Alumni discuss the value of studying in the Global Studies Major

Ellen Brookes

Ellen Brookes

Technical Support Specialist at K&L Gates

graduated in March 2016

In March 2016, she graduated from the Global Studies program, Faculty of International Relations at Ritsumeikan in 3 years of the accelerated track option. After her graduation, she accepted an offer to study a Mater of Arts in Political Science at the University of British Columbia in Canada and completed her Master’s Degree in early 2018. Then she became a PhD candidate for the Global Studies major at Murdoch University in Perth, Western Australia, studying international security and migration in East Asia.

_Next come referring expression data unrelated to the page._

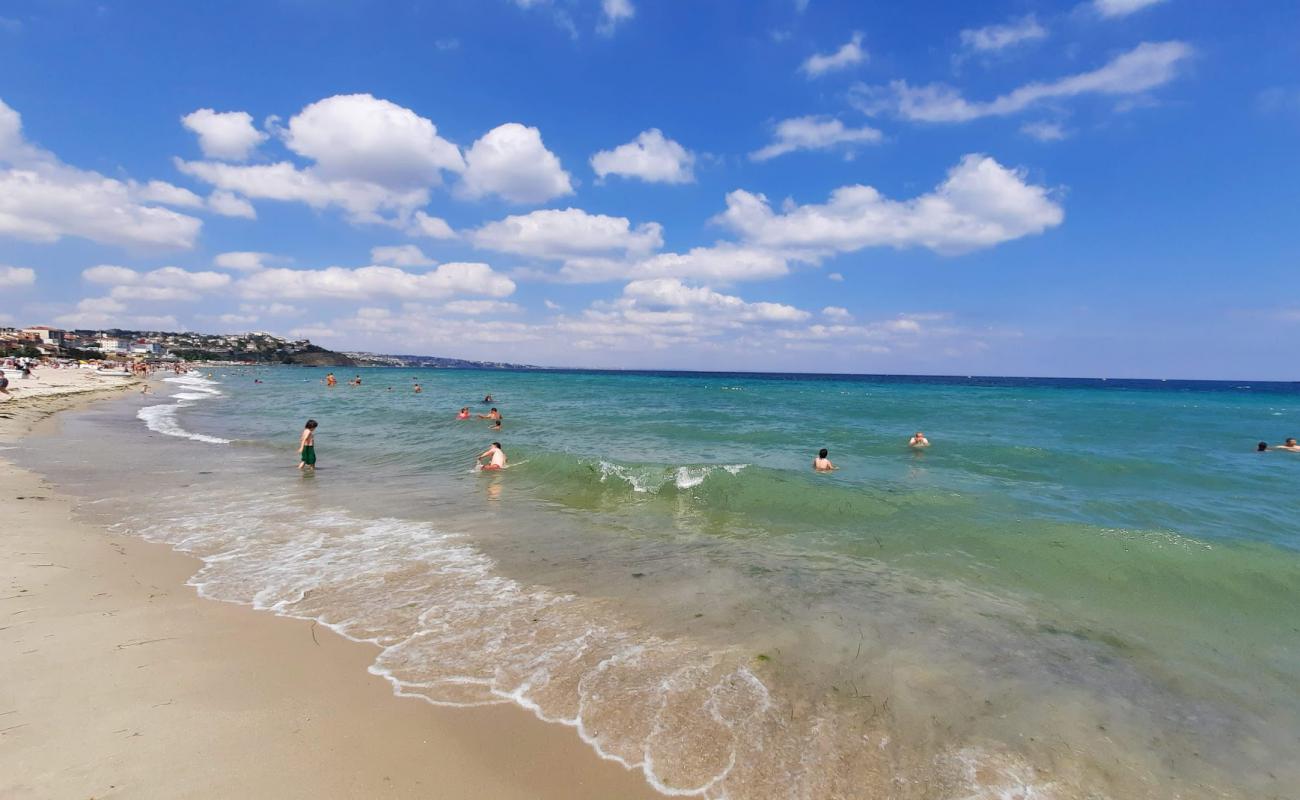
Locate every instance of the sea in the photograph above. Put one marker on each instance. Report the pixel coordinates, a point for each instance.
(1082, 588)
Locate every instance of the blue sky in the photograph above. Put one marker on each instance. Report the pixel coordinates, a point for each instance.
(1104, 187)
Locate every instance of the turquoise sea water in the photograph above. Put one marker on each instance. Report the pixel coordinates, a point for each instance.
(1082, 589)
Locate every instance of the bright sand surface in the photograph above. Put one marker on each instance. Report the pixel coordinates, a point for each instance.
(120, 682)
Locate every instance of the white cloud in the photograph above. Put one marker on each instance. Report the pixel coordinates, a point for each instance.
(993, 38)
(243, 260)
(1121, 8)
(849, 55)
(230, 204)
(168, 194)
(671, 293)
(373, 159)
(376, 281)
(1044, 132)
(401, 255)
(228, 135)
(1143, 68)
(650, 156)
(612, 12)
(723, 263)
(43, 199)
(107, 312)
(572, 232)
(163, 284)
(814, 133)
(365, 138)
(433, 228)
(12, 277)
(979, 204)
(511, 161)
(479, 307)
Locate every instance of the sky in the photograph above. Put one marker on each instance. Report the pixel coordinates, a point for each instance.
(1101, 187)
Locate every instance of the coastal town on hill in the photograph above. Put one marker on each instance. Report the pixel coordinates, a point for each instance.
(255, 347)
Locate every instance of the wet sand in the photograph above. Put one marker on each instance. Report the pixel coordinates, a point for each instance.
(120, 682)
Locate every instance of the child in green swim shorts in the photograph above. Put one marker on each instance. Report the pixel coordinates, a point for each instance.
(307, 446)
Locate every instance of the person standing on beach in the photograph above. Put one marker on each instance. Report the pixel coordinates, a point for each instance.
(495, 454)
(307, 446)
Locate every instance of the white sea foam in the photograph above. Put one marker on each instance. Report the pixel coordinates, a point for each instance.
(651, 480)
(161, 418)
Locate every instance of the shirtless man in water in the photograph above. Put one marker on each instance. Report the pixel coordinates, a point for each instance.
(495, 454)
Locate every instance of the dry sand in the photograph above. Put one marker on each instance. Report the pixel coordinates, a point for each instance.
(120, 682)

She was due to finish her PhD in 2021, but due to COVID-19, her PhD has had to be postponed indefinitely. In early 2021 she studied for six months to achieve a postgraduate certificate in Cyber Security. During her study, she accepted a job offer from K&L Gates, an international law firm. Currently she provides international IT support to over 5000 legal employees in over 55 offices across five continents.

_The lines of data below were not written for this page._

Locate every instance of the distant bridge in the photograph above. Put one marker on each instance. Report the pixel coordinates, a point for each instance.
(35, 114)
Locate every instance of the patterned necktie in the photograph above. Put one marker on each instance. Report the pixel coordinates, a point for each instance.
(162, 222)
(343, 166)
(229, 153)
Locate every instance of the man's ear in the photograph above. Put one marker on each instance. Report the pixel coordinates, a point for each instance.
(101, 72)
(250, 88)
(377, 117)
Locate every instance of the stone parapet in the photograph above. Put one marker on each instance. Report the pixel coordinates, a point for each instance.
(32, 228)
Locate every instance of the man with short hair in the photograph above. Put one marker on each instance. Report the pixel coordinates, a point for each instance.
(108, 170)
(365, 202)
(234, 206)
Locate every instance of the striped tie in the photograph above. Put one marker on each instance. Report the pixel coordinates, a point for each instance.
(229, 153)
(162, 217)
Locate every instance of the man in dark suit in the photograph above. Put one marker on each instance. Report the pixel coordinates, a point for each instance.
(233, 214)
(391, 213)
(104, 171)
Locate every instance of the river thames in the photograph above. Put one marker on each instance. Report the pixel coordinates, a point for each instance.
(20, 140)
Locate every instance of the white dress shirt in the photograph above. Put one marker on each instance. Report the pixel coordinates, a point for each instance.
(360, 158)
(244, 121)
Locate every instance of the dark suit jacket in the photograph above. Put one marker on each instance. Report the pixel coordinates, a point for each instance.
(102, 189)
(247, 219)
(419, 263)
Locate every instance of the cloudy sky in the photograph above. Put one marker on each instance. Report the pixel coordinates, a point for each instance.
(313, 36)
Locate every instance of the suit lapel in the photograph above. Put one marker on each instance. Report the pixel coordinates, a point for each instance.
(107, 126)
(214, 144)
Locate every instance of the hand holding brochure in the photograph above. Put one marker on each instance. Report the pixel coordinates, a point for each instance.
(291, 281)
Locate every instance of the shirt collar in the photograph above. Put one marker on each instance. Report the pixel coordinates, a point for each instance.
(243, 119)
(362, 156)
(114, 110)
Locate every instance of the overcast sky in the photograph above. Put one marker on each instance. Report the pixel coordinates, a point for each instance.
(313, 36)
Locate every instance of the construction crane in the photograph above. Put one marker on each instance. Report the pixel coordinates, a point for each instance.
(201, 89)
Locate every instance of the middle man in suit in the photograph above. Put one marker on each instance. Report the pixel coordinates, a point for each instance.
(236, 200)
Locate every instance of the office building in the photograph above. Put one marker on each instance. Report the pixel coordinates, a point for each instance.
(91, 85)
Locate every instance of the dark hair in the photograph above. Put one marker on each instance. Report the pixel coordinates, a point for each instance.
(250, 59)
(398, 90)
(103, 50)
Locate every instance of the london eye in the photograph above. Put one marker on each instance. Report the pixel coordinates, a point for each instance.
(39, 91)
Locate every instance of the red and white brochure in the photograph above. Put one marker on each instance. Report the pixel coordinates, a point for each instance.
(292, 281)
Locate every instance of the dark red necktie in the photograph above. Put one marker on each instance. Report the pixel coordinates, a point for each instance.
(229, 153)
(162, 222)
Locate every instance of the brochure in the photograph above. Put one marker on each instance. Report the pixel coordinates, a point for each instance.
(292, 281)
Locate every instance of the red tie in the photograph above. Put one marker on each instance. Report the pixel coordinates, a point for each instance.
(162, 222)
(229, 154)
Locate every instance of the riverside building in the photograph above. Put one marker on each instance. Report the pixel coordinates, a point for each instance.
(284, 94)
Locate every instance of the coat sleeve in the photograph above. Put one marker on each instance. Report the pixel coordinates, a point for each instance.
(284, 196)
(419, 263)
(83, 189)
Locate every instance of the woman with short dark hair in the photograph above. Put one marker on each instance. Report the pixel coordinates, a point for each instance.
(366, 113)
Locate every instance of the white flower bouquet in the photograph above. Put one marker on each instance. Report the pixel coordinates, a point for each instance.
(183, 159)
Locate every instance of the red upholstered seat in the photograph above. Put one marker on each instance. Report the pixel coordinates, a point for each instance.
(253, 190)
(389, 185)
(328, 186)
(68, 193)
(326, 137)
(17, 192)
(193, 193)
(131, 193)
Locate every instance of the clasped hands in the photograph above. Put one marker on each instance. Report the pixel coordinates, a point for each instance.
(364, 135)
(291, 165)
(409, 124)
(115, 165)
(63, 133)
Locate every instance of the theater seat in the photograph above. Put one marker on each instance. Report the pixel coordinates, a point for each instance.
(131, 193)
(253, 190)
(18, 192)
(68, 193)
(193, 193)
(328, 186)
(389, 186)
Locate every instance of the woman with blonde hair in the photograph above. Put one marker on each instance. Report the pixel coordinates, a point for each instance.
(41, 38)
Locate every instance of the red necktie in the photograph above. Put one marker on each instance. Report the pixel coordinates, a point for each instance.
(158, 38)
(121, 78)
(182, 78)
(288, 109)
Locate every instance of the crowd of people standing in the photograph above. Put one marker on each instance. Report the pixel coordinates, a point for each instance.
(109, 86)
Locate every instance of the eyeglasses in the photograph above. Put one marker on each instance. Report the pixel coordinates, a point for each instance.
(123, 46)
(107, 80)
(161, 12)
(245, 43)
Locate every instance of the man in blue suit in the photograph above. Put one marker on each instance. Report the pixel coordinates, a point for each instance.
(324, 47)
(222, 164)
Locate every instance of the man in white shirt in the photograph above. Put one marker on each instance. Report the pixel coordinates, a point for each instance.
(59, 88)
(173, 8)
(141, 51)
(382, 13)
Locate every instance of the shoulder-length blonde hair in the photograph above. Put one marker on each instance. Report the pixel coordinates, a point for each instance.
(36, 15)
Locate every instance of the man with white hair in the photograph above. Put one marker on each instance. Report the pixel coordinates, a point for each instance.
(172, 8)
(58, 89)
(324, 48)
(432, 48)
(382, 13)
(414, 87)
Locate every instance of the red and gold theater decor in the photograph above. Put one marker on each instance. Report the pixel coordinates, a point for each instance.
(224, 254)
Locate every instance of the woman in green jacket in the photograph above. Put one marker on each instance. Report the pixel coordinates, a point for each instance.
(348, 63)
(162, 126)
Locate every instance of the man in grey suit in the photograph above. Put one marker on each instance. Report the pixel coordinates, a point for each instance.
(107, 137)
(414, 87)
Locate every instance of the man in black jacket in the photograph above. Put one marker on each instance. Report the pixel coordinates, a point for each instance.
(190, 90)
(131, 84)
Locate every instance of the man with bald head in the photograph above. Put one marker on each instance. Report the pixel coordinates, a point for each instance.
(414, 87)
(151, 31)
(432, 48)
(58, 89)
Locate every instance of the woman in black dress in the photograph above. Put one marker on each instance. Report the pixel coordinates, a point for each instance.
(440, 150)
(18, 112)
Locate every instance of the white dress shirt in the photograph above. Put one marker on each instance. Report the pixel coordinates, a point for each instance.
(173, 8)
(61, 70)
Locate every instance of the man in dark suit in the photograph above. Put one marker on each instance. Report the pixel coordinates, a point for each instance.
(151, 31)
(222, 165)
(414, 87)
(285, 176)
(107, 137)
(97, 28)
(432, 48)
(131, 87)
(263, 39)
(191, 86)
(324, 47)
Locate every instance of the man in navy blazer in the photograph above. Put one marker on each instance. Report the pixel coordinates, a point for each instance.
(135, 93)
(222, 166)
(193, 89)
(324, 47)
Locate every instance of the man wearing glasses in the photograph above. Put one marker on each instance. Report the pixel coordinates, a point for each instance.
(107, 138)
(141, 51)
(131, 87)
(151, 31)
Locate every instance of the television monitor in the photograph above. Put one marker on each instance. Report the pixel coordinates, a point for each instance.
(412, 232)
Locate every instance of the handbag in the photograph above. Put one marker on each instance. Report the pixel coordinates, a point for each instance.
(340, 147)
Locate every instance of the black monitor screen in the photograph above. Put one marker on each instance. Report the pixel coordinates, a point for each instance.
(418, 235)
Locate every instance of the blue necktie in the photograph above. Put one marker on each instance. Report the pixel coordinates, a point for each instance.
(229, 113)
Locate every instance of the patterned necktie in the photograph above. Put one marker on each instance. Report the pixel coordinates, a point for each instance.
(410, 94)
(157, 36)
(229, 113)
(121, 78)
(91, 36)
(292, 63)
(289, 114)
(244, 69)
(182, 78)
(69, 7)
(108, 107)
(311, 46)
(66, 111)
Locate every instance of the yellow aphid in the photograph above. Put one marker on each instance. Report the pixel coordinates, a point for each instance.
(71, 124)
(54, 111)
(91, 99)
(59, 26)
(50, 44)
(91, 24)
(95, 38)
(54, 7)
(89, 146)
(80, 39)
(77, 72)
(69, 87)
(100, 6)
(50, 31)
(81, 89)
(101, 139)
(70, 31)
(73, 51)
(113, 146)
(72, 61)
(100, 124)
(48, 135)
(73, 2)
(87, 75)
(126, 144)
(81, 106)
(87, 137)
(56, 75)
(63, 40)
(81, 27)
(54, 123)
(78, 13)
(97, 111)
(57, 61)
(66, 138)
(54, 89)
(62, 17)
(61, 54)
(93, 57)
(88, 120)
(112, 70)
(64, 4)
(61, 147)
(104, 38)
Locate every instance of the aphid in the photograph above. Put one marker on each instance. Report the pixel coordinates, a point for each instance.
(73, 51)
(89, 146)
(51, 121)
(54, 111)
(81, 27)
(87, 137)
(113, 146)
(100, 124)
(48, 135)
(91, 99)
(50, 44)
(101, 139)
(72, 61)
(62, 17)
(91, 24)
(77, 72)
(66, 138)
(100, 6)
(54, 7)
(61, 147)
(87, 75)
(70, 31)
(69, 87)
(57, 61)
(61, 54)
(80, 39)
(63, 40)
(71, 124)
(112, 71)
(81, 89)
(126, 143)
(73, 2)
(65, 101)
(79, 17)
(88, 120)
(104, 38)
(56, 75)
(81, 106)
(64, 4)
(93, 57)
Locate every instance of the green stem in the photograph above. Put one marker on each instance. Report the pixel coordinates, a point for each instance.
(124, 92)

Supporting cyber security at an international law firm, utilizing the theory learned in the Global Studies in the daily work.

Plan changed due to corona disaster, to the world of cyber security

I studied security studies in the Global Studies and proceeded to the master's and doctoral programs based on it, but sadly, as COVID-19 halted my PhD plans, I decided to upgrade my security skills to gain more practical application, and fell into a Cyber Security postgraduate certificate course offered by my state university.
During the course, we were encouraged to create an industry standard resume and begin applying for entry level positions in order to gain experience in the interview process for IT. I have also tried and the first job I seriously applied for decided to hire me. It was unfortunate that my experiencing-getting was cut short, but I do adore my job and the people I get to work with from around the world.
My company is a law firm that was created by William Gates Sr., the founder of Microsoft, Bill Gates’ father, and we handle numerous legal cases in multiple jurisdictions around the world. We even have an office in Tokyo that maybe one day I will be able to visit for work.

Based on the security theory learned at university

My job is mostly to keep the information about the clients, cases, and lawyers safe from usage for nefarious purposes. I would like to say that most of my day involves reading complex code and looking at screens with funny graphs on it and making big decisions about how to make it even harder to log in to your computer.., but really most of my day is resetting passwords for people who forgot them, telling people to try “turning it off, and turning it on again”, and cursing the software deployment team under my breath when yet another issue arises with a new package of software that was released without patches.
I use a version of security theory which I learned at the university daily, in that all processes I must go through to even do something as “small” as reset a password have levels that I must understand the risks and mitigations I am undertaking to perform my job.
I also spend an inordinate amount of time teaching lawyers to use computers properly, in a very similar manner to what we learnt in our first-year Computer Literacy classes.

The future dream is the Prime Minister of Australia

Having learned at the universities, I not only have access to the theoretical discussions of security, but I have a better understanding of more modern applications to practical security which makes me very competitive in the job market in my field.
For the next twelve months I am studying towards my Security+ IT qualification, which could then mean that I am able to advance within my current company into a more localized and solely security-focused role.
In five years, I hope to have the opportunity to revisit my PhD and complete it. And in ten years, I hope to still be working in the IT field, either actively as part of a security team for government or something, if not teaching about security and cybersecurity at a university.
My end goal - well, I still want to be the Prime Minister of Australia, but if I can run our equivalent to the CIA instead, why not?